Solved – Casella and Berger vs Wasserman to acquire a good statistics foundation

references

I'm interested on acquiring a strong foundation in statistics. I have just finished Introduction to Probability by Joe Blitzstein and I'm looking for a good book on statistics before moving to The Elements of Statistical Learning.

I have searched through many posts across this site and I'm not sure about which book to pick in order to do so. I'm between Casella and Berger Statistical Inference and Wasserman All of Statistics. Since my mid term goal is research, maybe Casella and Berger would be a better choise, since seems more in depth and focused to traditional statistics, but I'm not sure.
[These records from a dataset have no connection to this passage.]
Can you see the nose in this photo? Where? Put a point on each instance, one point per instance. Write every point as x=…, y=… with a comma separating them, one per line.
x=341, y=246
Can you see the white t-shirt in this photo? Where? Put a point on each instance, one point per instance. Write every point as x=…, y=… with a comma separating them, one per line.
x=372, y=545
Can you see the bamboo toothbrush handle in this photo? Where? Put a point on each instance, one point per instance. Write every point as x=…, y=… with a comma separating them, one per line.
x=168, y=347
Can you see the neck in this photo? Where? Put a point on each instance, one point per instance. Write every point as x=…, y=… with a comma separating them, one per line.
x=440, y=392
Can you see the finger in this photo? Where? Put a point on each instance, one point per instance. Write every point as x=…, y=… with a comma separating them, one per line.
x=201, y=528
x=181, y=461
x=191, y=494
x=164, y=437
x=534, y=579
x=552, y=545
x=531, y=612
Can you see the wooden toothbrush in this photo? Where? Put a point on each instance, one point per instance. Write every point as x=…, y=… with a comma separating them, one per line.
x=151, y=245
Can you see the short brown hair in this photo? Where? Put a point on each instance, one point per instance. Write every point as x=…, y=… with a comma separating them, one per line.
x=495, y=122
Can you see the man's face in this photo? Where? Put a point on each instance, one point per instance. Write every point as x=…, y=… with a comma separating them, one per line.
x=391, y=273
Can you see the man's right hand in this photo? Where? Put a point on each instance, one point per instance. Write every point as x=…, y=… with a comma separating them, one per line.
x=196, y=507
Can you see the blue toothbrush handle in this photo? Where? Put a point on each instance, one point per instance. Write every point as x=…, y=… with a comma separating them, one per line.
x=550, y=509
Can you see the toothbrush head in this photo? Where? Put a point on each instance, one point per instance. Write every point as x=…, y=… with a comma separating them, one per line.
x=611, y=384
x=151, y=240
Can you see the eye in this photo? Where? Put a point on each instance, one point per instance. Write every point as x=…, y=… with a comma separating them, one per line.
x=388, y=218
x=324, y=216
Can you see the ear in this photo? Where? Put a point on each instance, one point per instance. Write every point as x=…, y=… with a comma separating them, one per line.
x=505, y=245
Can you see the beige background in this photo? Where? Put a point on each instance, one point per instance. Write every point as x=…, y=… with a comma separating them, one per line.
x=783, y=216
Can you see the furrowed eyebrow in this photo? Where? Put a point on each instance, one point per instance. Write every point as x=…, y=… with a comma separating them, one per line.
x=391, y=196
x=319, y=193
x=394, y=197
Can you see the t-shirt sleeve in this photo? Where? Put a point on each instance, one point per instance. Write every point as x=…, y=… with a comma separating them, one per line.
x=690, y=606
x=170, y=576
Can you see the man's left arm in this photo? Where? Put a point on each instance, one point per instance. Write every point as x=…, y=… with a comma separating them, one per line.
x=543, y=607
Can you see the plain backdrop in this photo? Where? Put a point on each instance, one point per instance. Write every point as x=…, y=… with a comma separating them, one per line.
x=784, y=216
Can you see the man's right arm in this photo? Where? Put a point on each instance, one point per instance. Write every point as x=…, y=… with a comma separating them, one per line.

Which one would you recommend me?

Best Answer

May I suggest using Larry Wasserman's LN that are available on: http://www.stat.cmu.edu/~larry/=stat705/?

Although Larry has removed the homeworks (and solutions), the LNs are very well written. A big bonus is the link to Larry's videos posted on YouTube. Unfortunately, the video quality is not that great but Larry is an amazing lecturer. I audited (in-class) an earlier version of Larry's course ...

Given CMUs machine learning focus, Larry's course design is to prepare students for graduate-level machine learning courses. So, Larry will spend more time on topics that fulfill that goal (cf. traditional intermediate statistics texts).